You're probably wondering what a food stylist actually does. Well, have you ever considered why the burgers, sandwiches and pastas always look so good in promotional advertisements? A lot of big fast food outlets have the budget to afford various advertisements and other types of promotion. Whether it's a television ad, a YouTube advertisement or just a simple billboard, the reason why advertised food always looks so good is because of the behind-the-scenes work of a food stylist. A food stylist plates and styles food in a way that makes it aesthetically pleasing. They work with photographers and chefs to ensure that the food looks as good as possible.

This artifice might make you a bit cynical about the big fast food chains and push you towards cooking your own quick yet wholesome food from HelloFresh at home with services that deliver the ingredients straight to your door.

Regardless, food stylists have a big role to play in the food and dining industry. Let's take a look at the daily life of a food stylist and explore how they found their way into the food styling profession.

Where does it all begin?

Naturally, a lot of new food stylists started out in the food industry, either at cooking school or in a culinary-related tertiary course. They started off cleaning kitchens and preparing food, which gave them good first-hand experience for use in branching out into food design and styling. Others started out in other fields, such as journalism or writing, where they learned how to evaluate and write about different cuisines and food types. Some were food critics before they became food stylists. While there is no set path, a lot of food stylists have had some experience in the food industry before getting started.

The morning

Food stylists are responsible for the preliminary preparation that goes into the dish. Often morning work consists of gathering the necessary ingredients to prepare for the final dish or pre-cooking any elements. This is nowhere near as glamorous as the final product. A food stylist needs to know the recipe inside and out to ensure that execution is as quick as possible.

The afternoon

This is where a lot of the hard work comes into play. All the ingredients have been gathered and some of the elements have been pre-cooked to save time. Now it's about transforming those ingredients so that they are camera ready. During this stage, the food stylist will often work with the photographer and other promotional professionals in choosing the best props for the photo shoot.
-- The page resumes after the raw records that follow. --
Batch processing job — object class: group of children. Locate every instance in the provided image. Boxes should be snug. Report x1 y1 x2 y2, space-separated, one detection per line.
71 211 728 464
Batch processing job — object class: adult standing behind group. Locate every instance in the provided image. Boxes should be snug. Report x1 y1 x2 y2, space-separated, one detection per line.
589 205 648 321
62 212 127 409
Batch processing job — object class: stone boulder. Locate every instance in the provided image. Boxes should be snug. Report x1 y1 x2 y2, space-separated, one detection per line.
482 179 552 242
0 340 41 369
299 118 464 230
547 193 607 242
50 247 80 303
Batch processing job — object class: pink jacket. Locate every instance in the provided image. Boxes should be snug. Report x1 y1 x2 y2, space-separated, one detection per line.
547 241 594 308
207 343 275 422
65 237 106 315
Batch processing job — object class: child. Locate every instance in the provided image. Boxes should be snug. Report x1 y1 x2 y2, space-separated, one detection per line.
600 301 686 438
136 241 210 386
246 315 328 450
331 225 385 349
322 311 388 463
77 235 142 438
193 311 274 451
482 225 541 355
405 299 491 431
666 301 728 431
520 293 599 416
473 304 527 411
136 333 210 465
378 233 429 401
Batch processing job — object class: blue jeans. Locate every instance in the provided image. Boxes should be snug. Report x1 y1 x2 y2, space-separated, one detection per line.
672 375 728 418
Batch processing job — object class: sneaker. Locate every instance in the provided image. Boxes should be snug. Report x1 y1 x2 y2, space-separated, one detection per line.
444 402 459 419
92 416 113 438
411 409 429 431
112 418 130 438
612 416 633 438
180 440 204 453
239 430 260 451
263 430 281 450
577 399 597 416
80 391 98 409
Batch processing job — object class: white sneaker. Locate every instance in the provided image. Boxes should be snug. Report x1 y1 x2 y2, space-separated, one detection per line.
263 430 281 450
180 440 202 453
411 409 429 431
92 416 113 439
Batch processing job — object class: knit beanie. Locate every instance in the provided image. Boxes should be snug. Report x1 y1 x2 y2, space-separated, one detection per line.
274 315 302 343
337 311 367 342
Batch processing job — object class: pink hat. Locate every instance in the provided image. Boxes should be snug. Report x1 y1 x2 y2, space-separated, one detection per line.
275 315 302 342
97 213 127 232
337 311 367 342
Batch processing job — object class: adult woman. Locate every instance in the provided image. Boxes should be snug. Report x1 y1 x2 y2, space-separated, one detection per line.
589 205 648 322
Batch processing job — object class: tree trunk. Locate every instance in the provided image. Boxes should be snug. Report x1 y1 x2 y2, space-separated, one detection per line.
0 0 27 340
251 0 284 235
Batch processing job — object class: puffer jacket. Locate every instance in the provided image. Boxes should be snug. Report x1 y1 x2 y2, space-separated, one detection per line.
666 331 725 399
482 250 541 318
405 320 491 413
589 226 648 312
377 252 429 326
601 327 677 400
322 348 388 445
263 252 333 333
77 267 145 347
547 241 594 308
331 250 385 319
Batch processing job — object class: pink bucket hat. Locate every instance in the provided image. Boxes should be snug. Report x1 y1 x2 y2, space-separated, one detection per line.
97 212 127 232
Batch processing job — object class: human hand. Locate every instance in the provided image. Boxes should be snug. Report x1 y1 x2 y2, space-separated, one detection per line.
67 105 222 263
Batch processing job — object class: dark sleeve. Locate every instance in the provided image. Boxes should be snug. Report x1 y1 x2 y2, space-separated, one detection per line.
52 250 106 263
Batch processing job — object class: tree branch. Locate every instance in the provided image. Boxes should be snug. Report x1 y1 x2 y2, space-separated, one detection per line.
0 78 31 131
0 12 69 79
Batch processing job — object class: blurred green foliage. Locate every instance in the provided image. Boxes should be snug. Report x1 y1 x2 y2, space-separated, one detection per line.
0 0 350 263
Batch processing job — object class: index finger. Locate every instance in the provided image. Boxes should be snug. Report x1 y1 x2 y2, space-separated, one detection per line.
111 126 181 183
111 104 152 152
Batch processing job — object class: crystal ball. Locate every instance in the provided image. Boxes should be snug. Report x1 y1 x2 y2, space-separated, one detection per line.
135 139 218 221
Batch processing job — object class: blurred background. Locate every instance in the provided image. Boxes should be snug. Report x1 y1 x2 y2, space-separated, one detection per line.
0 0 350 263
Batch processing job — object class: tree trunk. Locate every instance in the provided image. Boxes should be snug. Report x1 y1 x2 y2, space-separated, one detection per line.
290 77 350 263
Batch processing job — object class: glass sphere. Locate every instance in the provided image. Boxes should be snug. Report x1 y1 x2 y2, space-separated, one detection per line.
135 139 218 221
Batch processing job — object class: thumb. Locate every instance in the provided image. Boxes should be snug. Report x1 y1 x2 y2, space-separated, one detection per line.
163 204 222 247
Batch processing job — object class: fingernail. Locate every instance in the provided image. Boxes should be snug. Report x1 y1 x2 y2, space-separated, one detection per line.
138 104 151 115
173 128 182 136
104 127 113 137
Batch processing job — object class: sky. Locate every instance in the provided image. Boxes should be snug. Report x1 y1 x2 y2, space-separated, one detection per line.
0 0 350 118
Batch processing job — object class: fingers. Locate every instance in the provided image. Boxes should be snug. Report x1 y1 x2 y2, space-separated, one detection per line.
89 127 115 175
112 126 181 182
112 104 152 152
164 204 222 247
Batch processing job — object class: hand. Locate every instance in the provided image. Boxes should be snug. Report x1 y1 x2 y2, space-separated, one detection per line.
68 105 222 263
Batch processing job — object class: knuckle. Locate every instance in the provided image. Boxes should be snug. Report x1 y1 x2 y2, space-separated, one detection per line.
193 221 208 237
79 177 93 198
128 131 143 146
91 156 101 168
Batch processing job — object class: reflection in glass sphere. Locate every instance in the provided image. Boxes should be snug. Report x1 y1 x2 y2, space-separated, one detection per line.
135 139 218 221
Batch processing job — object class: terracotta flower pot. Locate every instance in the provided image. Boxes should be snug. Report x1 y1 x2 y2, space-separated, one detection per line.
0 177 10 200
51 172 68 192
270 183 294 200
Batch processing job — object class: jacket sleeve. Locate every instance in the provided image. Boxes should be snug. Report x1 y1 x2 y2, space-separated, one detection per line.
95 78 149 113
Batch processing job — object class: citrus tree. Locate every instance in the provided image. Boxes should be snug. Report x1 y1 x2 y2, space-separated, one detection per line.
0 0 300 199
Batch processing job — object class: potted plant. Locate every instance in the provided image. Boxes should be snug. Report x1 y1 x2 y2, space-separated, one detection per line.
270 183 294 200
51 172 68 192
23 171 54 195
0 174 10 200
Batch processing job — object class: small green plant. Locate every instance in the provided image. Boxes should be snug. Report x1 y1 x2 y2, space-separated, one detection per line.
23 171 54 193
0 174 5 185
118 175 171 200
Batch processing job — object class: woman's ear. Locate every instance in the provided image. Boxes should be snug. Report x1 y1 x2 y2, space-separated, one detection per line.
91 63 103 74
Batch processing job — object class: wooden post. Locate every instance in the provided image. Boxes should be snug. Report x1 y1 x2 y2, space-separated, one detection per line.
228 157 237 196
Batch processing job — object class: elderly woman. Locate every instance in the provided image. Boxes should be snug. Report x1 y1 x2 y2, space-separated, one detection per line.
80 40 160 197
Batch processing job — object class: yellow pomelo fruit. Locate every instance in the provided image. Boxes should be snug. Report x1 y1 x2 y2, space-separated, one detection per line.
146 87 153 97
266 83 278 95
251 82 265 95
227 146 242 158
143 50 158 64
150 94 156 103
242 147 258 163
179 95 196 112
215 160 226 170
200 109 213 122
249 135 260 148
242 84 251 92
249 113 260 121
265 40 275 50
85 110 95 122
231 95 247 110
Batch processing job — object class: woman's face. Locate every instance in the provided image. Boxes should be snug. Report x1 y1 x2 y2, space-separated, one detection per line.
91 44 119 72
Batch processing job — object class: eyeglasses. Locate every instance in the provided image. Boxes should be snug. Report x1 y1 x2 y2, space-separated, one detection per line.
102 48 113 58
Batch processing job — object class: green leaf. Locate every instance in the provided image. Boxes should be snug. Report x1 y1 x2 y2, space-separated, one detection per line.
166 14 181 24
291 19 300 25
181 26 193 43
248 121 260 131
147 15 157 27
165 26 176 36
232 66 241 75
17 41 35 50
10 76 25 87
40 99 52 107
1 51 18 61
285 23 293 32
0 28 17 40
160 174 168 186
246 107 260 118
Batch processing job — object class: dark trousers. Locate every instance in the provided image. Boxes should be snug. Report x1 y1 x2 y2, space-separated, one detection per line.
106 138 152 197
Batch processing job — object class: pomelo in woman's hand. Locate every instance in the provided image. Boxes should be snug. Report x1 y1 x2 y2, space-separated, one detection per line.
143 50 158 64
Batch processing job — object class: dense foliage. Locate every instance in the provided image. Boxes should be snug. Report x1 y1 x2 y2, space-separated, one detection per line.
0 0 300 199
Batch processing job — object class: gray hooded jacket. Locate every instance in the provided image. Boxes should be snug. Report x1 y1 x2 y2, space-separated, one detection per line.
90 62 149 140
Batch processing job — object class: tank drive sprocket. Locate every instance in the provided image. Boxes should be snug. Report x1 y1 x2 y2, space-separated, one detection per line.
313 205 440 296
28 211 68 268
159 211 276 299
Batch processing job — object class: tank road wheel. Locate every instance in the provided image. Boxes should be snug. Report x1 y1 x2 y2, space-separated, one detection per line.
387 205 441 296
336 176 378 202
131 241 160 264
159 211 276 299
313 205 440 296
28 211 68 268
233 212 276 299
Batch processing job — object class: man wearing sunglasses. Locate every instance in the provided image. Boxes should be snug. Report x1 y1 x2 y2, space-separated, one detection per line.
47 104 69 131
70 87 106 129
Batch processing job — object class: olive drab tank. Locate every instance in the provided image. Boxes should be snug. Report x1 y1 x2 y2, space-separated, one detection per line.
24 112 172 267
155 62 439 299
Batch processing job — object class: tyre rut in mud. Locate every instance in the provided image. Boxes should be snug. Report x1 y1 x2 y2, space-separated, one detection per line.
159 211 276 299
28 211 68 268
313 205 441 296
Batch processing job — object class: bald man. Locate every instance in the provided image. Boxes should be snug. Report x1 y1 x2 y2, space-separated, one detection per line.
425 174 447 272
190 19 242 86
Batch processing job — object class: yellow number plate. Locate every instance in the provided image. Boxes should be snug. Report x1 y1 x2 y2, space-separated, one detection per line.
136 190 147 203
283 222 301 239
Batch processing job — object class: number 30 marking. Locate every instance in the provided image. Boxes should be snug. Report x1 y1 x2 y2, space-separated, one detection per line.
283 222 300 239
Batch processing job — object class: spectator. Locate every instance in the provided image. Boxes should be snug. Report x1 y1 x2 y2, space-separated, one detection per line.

This will include things like what plates will be used, if any cutlery will feature in the shot or any sauces will be included with the main dish.

Depending on the nature of the shot and food, some dishes only require minimal changes, whereas others will require more substantial work. Frozen foods can be difficult since it can be hard to highlight its texture and so it must be thawed before it looks appealing through the lens of a camera. Moreover, there is a real art to arranging foods and dishes so they look perfect in promotional materials.

Food photographers will often use lining papers to add texture to the plate or use strong contrast backgrounds to draw the viewer's attention to the dish. Burgers will often be shot from one angle, while its contents are allowed to spill over naturally to reinforce the apparent size of the dish. A lot of food stylists will look to emphasise the natural beauty of the food, which may mean showing the food cooking in nice crockery or stainless steel pans.

The evening

By the time the end of the day comes round, all of the photos should have been taken, though some small post-production adjustments might be required. This could include artificially adding small bread crumbs on the plate or splattering sauce on chips. Every food stylist has their own style and method, while different food requires different methods of photography. However, there are some tips a lot of food stylists will live by; don't clutter the table with unnecessary items, don't use direct light and make sure you use quality post-production photo editing tools. These photo editing tools can be used to increase the exposure, saturation and contrast of the image, which can all go a long way in making the final image look as professional as possible.